Published: Tuesday November 18, 2025

3 thoughts on “Message from Bishop Rachel, 18 November 2025

  1. Sorry, this will be a bit long, but well worth the read in my opinion!
    Following your comment about the Eucharist, I received te following last week:

    Father Richard writes of the sacramental nature of bread and wine in the Eucharist.

    When Jesus spoke the words “This is my Body,” I believe he was speaking not just about the bread right in front of him, but about the whole universe, about every thing that is physical, material, and yet also spirit-filled.

    Seeing the Eucharist as a miracle is not really the message at all. I can see why we celebrate it so often. This message is such a shock to the psyche, such a challenge to our pride and individualism, that it takes a lifetime of practice and much vulnerability for it to sink in—as the pattern of every thing, and not just this thing.

    The bread and the wine together are stand-ins for the very elements of the universe, which also enjoy and communicate the incarnate presence.
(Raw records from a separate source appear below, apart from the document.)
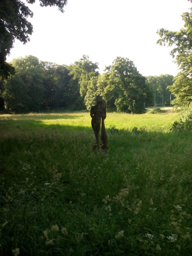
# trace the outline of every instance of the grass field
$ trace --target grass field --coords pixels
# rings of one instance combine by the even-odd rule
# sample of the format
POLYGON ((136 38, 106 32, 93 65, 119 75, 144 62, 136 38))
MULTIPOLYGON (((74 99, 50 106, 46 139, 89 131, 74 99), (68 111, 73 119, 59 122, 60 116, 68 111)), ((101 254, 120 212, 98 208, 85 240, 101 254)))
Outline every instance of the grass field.
POLYGON ((2 256, 192 255, 192 134, 171 108, 0 116, 2 256))

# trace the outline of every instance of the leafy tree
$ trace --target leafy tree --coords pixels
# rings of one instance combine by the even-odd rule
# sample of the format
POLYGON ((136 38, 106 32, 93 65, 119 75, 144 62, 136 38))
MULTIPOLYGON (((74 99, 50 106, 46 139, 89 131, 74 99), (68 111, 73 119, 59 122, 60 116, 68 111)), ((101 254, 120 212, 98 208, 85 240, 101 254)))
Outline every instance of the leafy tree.
POLYGON ((146 77, 146 82, 149 85, 150 90, 152 92, 152 99, 151 99, 150 102, 154 104, 154 106, 159 100, 159 96, 158 95, 158 76, 149 76, 146 77))
POLYGON ((117 57, 112 66, 106 68, 112 90, 118 90, 115 104, 118 111, 134 113, 144 112, 144 104, 150 93, 146 78, 138 71, 133 62, 117 57))
POLYGON ((6 108, 10 112, 36 112, 44 100, 43 70, 38 60, 32 56, 14 59, 16 74, 8 78, 2 94, 6 108))
POLYGON ((90 60, 88 56, 84 55, 78 62, 69 67, 70 74, 73 76, 73 79, 76 80, 80 88, 80 94, 84 99, 86 96, 89 82, 92 77, 97 77, 99 73, 97 70, 98 63, 93 63, 90 60))
POLYGON ((170 91, 169 86, 174 83, 174 76, 171 74, 160 74, 158 76, 158 90, 162 96, 162 103, 170 103, 170 91))
POLYGON ((48 62, 41 62, 40 64, 44 70, 44 105, 46 108, 48 108, 48 107, 54 106, 54 96, 56 92, 55 74, 58 65, 48 62))
POLYGON ((78 83, 70 74, 68 66, 58 66, 56 69, 55 80, 56 86, 55 100, 57 107, 72 109, 84 108, 78 83))
POLYGON ((168 86, 172 84, 173 76, 168 74, 160 74, 159 76, 150 76, 146 79, 152 92, 152 98, 149 99, 150 103, 154 104, 154 106, 161 102, 169 104, 170 92, 168 86))
POLYGON ((178 32, 160 28, 158 31, 160 38, 157 43, 173 46, 170 54, 176 60, 181 71, 175 77, 174 82, 168 88, 176 96, 172 104, 182 106, 192 102, 192 8, 182 14, 184 28, 178 32))
MULTIPOLYGON (((42 6, 54 6, 64 12, 68 0, 40 0, 42 6)), ((34 4, 36 0, 27 0, 34 4)), ((6 62, 7 55, 10 53, 15 39, 24 44, 30 40, 32 26, 27 18, 32 18, 32 12, 20 0, 0 1, 0 76, 6 78, 14 72, 14 68, 6 62)))
POLYGON ((96 104, 96 98, 99 94, 98 82, 98 76, 92 76, 89 81, 88 90, 84 97, 84 102, 88 110, 90 110, 92 106, 96 104))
Why have we resisted this message so much? Authentically eucharistic churches should have been the first to recognize the corporate, universal, and physical nature of the “Christification” of matter. While Catholics rightly affirm the Real Presence of Jesus in these physical elements of the earth, most do not realize the implications of what they have affirmed. The bread and wine are largely understood as an exclusive presence, when in fact their full function is to communicate a truly inclusive—and always shocking—presence.
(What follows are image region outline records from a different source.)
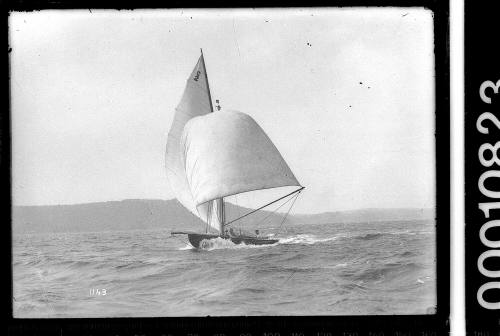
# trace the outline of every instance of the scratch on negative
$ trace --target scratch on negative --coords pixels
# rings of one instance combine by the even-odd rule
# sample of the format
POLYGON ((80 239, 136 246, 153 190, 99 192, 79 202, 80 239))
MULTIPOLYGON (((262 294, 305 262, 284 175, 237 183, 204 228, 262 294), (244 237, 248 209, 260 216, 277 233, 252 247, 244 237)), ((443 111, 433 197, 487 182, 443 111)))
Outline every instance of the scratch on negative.
POLYGON ((238 55, 241 58, 240 46, 238 44, 238 37, 236 36, 236 28, 234 27, 234 17, 233 17, 233 32, 234 32, 234 41, 236 42, 236 47, 238 48, 238 55))

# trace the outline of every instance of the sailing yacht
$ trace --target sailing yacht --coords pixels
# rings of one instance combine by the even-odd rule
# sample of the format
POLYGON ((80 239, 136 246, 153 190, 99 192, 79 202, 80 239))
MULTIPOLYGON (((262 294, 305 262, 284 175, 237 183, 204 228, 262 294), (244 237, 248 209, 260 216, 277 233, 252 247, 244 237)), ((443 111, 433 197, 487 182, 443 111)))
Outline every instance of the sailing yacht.
POLYGON ((186 234, 195 248, 217 238, 247 245, 278 242, 258 235, 237 235, 232 225, 280 200, 298 197, 304 189, 252 117, 238 111, 214 112, 203 51, 175 109, 165 168, 177 200, 207 224, 205 233, 171 232, 186 234), (279 187, 296 188, 238 218, 226 219, 225 198, 279 187))

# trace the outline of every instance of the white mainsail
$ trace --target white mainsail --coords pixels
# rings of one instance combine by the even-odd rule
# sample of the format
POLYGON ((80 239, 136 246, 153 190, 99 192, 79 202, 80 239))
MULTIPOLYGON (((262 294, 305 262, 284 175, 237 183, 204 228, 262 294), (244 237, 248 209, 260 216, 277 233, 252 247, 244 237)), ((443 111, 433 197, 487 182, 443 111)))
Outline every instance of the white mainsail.
POLYGON ((192 118, 184 127, 181 148, 198 206, 252 190, 300 187, 271 139, 242 112, 192 118))
POLYGON ((170 186, 179 202, 213 229, 221 233, 224 229, 226 196, 300 187, 278 149, 250 116, 237 111, 211 113, 203 54, 175 111, 165 155, 170 186))
POLYGON ((187 80, 184 94, 175 109, 174 119, 168 133, 165 168, 170 186, 179 202, 203 221, 208 222, 211 227, 220 230, 219 218, 221 216, 216 215, 219 212, 216 209, 222 207, 222 200, 196 206, 186 178, 183 153, 180 147, 180 139, 186 123, 194 117, 211 112, 210 89, 202 54, 187 80), (213 211, 214 209, 216 211, 213 211))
    A true believer is eating what he or she is afraid to see and afraid to accept: The universe is the Body of God, both in its essence and in its suffering.

    The Eucharist is an encounter of the heart when we recognize Christ’s Presence through our own offered presence. In the Eucharist, we move beyond mere words or rational thought and go to that place where we don’t talk about the Mystery anymore; we begin to chew on it. Jesus did not say, “Think about this” or “Stare at this” or even “Worship this.” Instead, he said, “Eat this!”
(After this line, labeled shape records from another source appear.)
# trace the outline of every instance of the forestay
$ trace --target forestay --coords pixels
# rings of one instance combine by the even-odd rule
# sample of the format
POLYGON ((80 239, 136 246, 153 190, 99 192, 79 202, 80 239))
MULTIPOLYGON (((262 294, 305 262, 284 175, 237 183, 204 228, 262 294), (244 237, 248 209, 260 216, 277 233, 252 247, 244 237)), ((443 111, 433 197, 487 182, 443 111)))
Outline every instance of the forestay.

    We must move our knowing to the bodily, cellular, participative, and thus unitive level. We must keep eating and drinking the Mystery, until one day it dawns on us, in an undefended moment, “My God, I really am what I eat! I also am the Body of Christ.” Then we can henceforth trust and allow what has been true since the first moment of our existence. The Eucharist should jolt us into awareness that we have dignity and power flowing through us in our bare and naked existence—and everybody else does too, even though most do not know it. A body awareness of this sort is enough to steer and empower our entire faith life.

    This is why I must hold to the orthodox belief that there is Real Presence in the bread and wine. For me, if we sacrifice Reality in the basic and universal elements, we end up sacrificing the same Reality in ourselves. 

    1. Thank you for that very informative unpacking of how the eucharist holds so much. Truly beautiful and each time different. As a server with the honour of seeing the faces, hands and demeanour of everyone coming to receive the bread and wine or a blessing I totally agree the whole universe it there; with enough tenderness, mercy and restoration for everyone.. no one is outside or left broken and alone

    2. I wonder if Father Richard has considered the fact that the Universe which mankind has observed is a) the most inhospitable place imaginable, b) full of violent forces like the Sun and c) about as unforgiving as its possible to imagine.
      By contrast Jesus faced an inhospitable environment, embraced a violent death and met it all with forgiveness so that our sin could be forgiven and we could enter the presence of God.
      He sent his Holy Spirit which proceeds from the Father and the Son so that we might be the Temple of the living God. Thus we are the hands and feet of Christ.
      By his own words he says he wants us to remember him through the bread and the wine.